The second book also gives the impression that the kings each had multiple wives. That’s part of what I get from the need to name the mothers of the new kings as well as Athaliah killing off so much of the family after her own son dies. Having multiple wives seems like the thing to do during this time in Israel and Judah. It’s a difficult issue to talk about in this context though. It’s so normalized in discussions about the Bible and the Old Testament but that doesn’t make it good. It’s not God’s main problem with all the kings in this book or the one before it, but that doesn’t make it good either.
Not surprisingly, the Old Testament books that I’ve read so far have lots of rules and lots of people breaking them all the time but the main cause for God’s anger with the people as a whole or individuals is their breaking away from Him. Sometimes this is made obvious through their deeds, but most of the time it is explained through the worship of other gods and objects. This makes it difficult to make the stance that God cares about what we do amongst ourselves or to each other in the same way. It makes it difficult to make a stance on how God feels about violence against women, rape, sexual assault or anything else not specifically addressed as part of turning away from Him. At the same time, the old laws should still stand and they were not the most women-friendly laws to begin with.
So I ended this book with the feeling that women weren’t all that involved, though they were present the whole time. There were not that many prophets mentioned in this book by name, but one was a woman. We were definitely involved. One of the kings was actually a queen. We were definitely involved and we were definitely there. We just weren’t as central to what was going on perhaps due to this being a strongly patriarchal society. Still, some got through. Some made a name for themselves in their own right. At the same time, it is also pointed out that the way they lived did not make God happy and that they achieved varying levels of wickedness. Was their extreme in patriarchy a part of that? If so, God being against it would be part of their eventual downfall. Unfortunately, the queens mentioned don’t go a long way to helping out the idea that women had any more virtue than men during this time, which is it’s own sort of equality.
On a separate note, I find it interesting that we forget about the Old Testament when we talk about women in the Bible. Well, that we only remember a few and not the plethora of diverse personalities that we find here. I’ve seen it asked at church whether you are a Martha or a Mary, but why would it not be just as interesting a question to ask if you are an Athaliah or a Jehosheba?
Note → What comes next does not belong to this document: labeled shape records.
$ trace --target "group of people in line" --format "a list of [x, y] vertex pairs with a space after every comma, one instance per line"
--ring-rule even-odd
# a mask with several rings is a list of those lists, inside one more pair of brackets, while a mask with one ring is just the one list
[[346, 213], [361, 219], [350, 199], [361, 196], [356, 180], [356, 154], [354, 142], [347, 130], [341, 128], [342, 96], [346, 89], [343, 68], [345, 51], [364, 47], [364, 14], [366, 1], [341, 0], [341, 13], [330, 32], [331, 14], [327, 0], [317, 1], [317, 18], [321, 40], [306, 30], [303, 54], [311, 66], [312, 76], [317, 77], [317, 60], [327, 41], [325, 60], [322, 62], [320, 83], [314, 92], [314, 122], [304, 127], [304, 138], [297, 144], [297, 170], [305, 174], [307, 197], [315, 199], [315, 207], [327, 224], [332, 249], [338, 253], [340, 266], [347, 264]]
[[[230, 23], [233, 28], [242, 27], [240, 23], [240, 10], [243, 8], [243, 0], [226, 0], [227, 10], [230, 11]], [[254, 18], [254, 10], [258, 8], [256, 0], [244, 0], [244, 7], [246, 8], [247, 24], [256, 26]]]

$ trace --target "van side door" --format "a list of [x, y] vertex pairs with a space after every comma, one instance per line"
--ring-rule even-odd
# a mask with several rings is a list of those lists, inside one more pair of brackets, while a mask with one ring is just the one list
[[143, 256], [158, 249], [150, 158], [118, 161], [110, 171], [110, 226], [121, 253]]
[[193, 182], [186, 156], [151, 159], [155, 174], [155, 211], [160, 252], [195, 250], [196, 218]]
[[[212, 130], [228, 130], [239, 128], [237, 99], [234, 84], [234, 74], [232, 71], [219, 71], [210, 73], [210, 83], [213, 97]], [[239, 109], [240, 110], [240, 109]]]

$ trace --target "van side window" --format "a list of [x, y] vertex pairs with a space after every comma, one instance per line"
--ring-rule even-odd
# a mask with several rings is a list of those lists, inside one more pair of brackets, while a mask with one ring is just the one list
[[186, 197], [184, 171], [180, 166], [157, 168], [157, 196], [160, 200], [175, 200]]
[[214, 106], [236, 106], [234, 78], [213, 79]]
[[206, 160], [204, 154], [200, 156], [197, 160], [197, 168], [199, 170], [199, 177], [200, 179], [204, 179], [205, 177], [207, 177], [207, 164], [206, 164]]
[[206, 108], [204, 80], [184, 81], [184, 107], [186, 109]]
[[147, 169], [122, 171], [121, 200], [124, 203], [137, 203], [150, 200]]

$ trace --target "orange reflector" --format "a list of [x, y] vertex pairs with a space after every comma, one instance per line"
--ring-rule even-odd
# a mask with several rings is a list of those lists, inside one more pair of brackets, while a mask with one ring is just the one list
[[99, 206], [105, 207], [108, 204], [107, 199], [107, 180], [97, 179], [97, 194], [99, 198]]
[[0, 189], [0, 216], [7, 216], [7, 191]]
I get how these two questions may appear like pitting women against each other, and I’ve seen it done that way, but I’ve also seen it done to prompt introspection. With Martha and Mary it’s about whether or not you want to do the work that makes the world run or the work that sets it on a new course. In an ideal world, we’d all have time and energy for both because both are important. For Athaliah and Jehosheba, it would be questioning who you aim to serve. Do you serve yourself or your family? Surely, there is a happy medium somewhere, like the Shunnamite woman who appears to simply serve who she can in the best way she can whenever she can but isn’t afraid to go out and bring that prophet back when her son is dying.
This book had an interesting set of women, and I know they won’t be the last.